Baku (ばく) is a manga by Hakase Mizuki that was published in Wings and has been licensed by Tokyopop.

==Plot==
Takeshi Uesugi knows he's not an ordinary sixteen-year-old boy. His mother thinks he's not human and it's driving her crazy. She can't be trusted not to abuse him, and lives in a mental institution. When Takeshi agrees to model for his father's friend, his face on billboards brings a lot of attention. Suddenly there are many people taking an interest in him, some with very unusual powers, just like Takeshi. He soon finds out that he is the reincarnation of the "Baku," a spirit that devours people's nightmares. Now he helps ghosts, demons, and other supernatural spirits while struggling to care for his own little family.

==Reception==
"Baku is visually unique and has a story that flows like a dream or a nightmare. Fans who enjoy this strange style of manga will be glad to hear that the creator has many more titles under her belt, and Baku is a great place to start!" — Scott Campbell, activeAnime.

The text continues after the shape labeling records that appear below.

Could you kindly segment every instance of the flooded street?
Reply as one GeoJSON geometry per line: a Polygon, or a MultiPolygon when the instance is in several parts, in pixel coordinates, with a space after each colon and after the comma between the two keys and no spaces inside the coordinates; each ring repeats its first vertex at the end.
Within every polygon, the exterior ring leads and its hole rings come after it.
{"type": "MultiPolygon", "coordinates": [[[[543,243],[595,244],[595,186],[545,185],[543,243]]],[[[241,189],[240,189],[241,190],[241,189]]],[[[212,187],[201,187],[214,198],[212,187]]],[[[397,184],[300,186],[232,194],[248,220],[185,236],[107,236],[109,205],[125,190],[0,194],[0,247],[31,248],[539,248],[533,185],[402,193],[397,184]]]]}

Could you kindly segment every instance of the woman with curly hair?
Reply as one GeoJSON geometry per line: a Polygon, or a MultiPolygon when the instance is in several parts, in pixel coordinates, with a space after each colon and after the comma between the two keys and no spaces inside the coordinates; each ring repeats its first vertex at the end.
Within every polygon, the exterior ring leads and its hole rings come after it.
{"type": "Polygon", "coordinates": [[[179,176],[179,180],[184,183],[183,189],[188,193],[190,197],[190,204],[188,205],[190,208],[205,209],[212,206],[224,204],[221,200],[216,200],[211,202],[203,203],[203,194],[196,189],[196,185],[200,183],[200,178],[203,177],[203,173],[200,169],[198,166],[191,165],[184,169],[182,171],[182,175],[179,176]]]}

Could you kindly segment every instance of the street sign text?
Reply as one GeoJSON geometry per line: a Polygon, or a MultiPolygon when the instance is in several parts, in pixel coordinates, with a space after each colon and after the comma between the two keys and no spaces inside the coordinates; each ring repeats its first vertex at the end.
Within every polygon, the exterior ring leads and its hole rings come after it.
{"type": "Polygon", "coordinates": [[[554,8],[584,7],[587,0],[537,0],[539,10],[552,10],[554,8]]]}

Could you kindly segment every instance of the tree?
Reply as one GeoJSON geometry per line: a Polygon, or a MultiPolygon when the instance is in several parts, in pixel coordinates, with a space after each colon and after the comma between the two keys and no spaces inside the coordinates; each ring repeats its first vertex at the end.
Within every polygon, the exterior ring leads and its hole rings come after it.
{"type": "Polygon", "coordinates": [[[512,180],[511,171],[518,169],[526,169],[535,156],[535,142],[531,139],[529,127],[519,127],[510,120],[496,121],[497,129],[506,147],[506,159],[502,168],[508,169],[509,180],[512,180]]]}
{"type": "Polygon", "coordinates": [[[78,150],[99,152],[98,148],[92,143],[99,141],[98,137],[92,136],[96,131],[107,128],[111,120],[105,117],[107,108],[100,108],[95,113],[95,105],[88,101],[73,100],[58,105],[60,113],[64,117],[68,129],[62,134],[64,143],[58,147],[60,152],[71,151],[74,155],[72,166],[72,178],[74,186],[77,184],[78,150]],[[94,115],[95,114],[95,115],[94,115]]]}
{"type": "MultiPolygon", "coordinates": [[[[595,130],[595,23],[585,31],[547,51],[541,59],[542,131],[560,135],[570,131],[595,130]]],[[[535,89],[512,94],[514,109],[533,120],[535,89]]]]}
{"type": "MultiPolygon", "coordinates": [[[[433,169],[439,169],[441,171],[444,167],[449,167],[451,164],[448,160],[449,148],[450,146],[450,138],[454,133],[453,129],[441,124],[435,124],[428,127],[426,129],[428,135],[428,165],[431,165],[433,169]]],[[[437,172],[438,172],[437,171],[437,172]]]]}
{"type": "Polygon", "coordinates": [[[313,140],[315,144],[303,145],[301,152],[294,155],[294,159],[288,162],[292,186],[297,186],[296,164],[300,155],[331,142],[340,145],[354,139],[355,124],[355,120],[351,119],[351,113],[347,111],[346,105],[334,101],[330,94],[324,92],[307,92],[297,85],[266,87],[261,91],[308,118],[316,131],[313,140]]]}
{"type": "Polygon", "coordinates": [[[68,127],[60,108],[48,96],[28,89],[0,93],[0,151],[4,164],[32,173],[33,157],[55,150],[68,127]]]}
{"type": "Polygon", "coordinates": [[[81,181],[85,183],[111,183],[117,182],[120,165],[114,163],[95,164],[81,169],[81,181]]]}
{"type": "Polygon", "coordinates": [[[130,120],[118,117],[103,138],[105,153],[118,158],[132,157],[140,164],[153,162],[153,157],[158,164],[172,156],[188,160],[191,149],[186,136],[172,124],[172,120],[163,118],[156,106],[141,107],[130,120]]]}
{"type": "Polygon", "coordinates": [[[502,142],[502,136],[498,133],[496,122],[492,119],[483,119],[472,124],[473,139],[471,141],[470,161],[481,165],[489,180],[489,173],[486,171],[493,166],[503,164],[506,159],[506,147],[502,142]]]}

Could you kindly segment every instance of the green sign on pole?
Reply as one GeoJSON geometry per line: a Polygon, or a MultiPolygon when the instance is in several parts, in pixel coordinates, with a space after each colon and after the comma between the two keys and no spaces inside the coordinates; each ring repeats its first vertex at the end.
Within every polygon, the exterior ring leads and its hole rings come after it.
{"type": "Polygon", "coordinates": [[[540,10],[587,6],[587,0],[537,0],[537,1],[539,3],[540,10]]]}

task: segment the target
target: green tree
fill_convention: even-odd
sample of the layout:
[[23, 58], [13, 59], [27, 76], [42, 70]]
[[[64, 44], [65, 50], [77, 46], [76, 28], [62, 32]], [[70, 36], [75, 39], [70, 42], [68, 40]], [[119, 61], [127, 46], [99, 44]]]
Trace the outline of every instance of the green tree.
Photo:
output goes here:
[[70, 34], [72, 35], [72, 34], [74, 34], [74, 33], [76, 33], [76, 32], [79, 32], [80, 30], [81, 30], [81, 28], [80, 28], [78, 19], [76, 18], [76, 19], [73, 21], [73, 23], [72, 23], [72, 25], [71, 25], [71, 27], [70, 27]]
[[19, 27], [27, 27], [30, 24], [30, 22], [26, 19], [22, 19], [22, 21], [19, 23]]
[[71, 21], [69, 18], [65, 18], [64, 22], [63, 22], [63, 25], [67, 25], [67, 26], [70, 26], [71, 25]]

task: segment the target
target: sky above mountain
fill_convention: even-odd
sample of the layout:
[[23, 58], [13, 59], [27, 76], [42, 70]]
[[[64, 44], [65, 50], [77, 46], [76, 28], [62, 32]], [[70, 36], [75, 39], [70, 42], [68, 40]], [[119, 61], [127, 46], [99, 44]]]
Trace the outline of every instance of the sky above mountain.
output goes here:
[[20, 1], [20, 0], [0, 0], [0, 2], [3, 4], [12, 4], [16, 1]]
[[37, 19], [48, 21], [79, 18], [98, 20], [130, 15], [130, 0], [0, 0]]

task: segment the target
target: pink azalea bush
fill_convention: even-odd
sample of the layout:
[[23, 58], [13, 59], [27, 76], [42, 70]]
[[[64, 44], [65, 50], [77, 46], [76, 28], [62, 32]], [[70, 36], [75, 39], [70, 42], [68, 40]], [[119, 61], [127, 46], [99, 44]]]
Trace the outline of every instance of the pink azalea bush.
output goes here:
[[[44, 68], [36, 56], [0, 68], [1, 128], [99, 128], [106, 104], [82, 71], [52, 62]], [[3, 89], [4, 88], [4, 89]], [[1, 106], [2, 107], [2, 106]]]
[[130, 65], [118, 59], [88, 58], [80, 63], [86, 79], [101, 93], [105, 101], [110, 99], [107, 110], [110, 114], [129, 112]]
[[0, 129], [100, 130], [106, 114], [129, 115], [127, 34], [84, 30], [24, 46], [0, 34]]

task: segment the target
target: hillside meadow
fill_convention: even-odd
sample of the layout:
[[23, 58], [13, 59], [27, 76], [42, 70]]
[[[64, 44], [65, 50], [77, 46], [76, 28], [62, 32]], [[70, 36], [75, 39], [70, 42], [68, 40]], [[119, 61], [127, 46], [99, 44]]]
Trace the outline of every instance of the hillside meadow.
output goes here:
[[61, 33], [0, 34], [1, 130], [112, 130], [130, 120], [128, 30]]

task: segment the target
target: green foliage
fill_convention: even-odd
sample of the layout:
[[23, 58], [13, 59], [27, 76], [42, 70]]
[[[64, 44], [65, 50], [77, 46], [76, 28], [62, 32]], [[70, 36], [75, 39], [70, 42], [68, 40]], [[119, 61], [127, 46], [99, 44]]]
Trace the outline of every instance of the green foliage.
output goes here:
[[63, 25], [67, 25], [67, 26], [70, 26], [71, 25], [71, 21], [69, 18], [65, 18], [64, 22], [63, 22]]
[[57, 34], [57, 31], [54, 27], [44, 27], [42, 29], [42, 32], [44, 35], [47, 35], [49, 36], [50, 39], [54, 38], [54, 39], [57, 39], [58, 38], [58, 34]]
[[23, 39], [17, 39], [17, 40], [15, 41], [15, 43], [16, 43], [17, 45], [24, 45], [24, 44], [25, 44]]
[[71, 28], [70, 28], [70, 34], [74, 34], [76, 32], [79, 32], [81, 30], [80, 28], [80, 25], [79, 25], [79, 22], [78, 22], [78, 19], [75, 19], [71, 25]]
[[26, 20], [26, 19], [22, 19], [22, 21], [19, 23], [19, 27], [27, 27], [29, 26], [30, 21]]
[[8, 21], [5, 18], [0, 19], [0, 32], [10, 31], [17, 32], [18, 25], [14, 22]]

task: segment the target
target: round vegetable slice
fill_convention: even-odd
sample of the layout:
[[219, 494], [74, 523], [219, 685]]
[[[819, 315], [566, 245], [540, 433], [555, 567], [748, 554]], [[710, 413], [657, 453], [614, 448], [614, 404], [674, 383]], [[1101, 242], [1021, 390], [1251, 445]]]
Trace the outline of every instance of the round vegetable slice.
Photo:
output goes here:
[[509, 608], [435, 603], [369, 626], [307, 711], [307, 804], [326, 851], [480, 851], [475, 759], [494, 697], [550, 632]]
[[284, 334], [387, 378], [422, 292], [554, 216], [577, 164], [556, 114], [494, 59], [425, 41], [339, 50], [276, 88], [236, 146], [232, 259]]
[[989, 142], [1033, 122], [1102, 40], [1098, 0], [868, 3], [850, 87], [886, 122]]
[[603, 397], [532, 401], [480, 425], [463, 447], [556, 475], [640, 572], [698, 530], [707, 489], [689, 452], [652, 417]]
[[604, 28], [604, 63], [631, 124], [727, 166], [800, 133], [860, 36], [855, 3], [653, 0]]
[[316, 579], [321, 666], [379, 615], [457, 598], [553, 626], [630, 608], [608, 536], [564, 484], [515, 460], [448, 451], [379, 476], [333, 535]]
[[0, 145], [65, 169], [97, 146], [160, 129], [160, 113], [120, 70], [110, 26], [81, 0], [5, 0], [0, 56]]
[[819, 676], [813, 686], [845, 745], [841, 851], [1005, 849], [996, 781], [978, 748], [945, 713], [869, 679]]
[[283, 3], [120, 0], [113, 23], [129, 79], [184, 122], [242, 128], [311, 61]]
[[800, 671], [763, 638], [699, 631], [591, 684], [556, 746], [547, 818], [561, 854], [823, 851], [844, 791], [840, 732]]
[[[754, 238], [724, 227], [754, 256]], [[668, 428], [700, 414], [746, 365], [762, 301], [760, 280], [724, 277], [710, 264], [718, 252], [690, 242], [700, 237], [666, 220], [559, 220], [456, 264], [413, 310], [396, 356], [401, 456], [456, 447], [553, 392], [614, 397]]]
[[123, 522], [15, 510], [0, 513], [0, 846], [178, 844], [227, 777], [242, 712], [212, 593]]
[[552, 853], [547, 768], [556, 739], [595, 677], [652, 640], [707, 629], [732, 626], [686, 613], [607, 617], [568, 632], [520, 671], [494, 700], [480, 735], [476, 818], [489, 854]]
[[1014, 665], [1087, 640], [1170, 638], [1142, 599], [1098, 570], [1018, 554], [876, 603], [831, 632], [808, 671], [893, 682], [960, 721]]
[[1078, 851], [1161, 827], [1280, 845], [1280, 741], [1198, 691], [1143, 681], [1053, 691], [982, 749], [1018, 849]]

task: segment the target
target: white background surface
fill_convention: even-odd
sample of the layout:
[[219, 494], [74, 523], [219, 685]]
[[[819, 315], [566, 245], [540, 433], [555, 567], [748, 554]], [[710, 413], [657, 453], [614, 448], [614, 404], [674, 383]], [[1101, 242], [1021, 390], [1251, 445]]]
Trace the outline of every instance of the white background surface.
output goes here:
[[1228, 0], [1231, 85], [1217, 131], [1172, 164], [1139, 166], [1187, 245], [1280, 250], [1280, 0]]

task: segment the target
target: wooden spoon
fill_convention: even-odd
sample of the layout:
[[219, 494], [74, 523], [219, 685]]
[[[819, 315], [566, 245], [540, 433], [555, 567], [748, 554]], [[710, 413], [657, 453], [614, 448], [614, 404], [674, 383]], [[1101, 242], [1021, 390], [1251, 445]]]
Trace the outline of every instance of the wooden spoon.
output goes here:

"Fans of supernatural and gothic romance will find that this is the comic for them." — Leroy Douresseaux, Comic Book Bin.
"All told, I can't really recommend Baku. Much of the material is a complete waste of time, and what remains is not really enough to justify a purchase." — Greg Hackmann, Mania.
"Through it all, Hakase's technique brims with emotional expressiveness: the look in a character's eyes, the tilt of a mouth, or even just the curl of a line can say all that needs to be said—anger, sadness, peace, and everything in between." — Carlo Santos, Anime News Network.
"Almost enjoyable, if you can get past the hero's tacky animal-print suit. That was just plain weird." — Sheridan Scott, Newtype USA.
"Readers used to seeing a manga loaded with panels, side jokes, and an overabundance of writing crowding each page might find this book a little jarring, but there's a real beauty to it that ought to catch you off guard." — A. E. Sparrow, IGN.